Un peu de poésie aujourd’hui (ça faisait longtemps) et j’avais envie de partager avec vous ce poème qui est pour moi un des plus beaux du monde et qui m’a à un moment inspiré un des titres de roman n°1 (si quelqu’un demande des nouvelles : j’en suis à la 43e couche de corrections et il n’a plus grand chose à voir avec ce qu’il était au départ) où il est question de bois dormant et de cœur (et de belle aussi, enfin ça a varié et désormais c’est une autre métaphore mais qui veut dire la même chose). Donc : Aragon, « Que serais-je sans toi » (rien).

Que serais-je sans toi qui vins à ma rencontre
Que serais-je sans toi qu’un coeur au bois dormant
Que cette heure arrêtée au cadran de la montre
Que serais-je sans toi que ce balbutiement.

J’ai tout appris de toi sur les choses humaines
Et j’ai vu désormais le monde à ta façon
J’ai tout appris de toi comme on boit aux fontaines
Comme on lit dans le ciel les étoiles lointaines
Comme au passant qui chante on reprend sa chanson
J’ai tout appris de toi jusqu’au sens du frisson.

Que serais-je sans toi qui vins à ma rencontre
Que serais-je sans toi qu’un coeur au bois dormant
Que cette heure arrêtée au cadran de la montre
Que serais-je sans toi que ce balbutiement.

J’ai tout appris de toi pour ce qui me concerne
Qu’il fait jour à midi qu’un ciel peut être bleu
Que le bonheur n’est pas un quinquet de taverne
Tu m’as pris par la main dans cet enfer moderne
Où l’homme ne sait plus ce que c’est qu’être deux
Tu m’as pris par la main comme un amant heureux.

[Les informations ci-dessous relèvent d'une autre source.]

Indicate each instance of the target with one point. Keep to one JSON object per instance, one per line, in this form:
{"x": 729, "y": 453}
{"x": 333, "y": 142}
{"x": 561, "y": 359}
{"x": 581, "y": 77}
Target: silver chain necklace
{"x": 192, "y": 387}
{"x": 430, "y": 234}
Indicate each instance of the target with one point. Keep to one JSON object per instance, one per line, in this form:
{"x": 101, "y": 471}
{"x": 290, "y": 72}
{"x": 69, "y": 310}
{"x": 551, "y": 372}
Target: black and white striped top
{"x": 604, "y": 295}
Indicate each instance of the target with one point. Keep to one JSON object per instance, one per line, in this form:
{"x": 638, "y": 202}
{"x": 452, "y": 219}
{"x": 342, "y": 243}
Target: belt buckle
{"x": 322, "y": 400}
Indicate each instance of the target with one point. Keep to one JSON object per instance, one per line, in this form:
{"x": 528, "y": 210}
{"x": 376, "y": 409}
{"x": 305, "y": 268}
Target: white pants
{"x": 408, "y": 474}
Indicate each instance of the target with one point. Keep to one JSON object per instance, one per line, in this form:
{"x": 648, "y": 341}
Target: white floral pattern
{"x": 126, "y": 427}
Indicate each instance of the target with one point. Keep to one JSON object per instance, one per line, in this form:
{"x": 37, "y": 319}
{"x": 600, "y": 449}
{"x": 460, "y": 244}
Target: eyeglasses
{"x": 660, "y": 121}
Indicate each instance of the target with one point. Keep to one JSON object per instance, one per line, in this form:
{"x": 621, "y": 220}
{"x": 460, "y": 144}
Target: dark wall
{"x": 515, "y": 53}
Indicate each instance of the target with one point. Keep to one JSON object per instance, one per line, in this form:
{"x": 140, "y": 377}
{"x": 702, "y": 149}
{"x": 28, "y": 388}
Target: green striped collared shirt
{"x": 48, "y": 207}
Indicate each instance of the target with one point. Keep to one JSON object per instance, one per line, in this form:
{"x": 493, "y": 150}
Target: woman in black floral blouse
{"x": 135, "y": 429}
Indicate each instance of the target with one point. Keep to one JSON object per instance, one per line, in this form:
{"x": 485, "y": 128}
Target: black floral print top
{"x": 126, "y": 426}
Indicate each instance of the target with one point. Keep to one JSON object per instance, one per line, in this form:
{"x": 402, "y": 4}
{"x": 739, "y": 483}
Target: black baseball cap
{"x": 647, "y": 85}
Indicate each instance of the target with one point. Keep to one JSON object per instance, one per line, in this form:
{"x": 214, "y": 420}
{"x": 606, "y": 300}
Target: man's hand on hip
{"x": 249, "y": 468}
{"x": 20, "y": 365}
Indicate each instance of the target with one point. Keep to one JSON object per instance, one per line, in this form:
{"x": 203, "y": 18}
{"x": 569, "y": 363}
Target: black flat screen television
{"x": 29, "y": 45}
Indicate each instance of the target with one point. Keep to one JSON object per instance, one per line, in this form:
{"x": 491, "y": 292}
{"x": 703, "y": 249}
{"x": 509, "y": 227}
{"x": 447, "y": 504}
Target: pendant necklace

Que serais-je sans toi qui vins à ma rencontre
Que serais-je sans toi qu’un coeur au bois dormant
Que cette heure arrêtée au cadran de la montre
Que serais-je sans toi que ce balbutiement.

Qui parle de bonheur a souvent les yeux tristes
N’est-ce pas un sanglot de la déconvenue
Une corde brisée aux doigts du guitariste
Et pourtant je vous dis que le bonheur existe
Ailleurs que dans le rêve ailleurs que dans les nues
Terre terre voici ses rades inconnues.

Que serais-je sans toi qui vins à ma rencontre
Que serais-je sans toi qu’un coeur au bois dormant
Que cette heure arrêtée au cadran de la montre
Que serais-je sans toi que ce balbutiement.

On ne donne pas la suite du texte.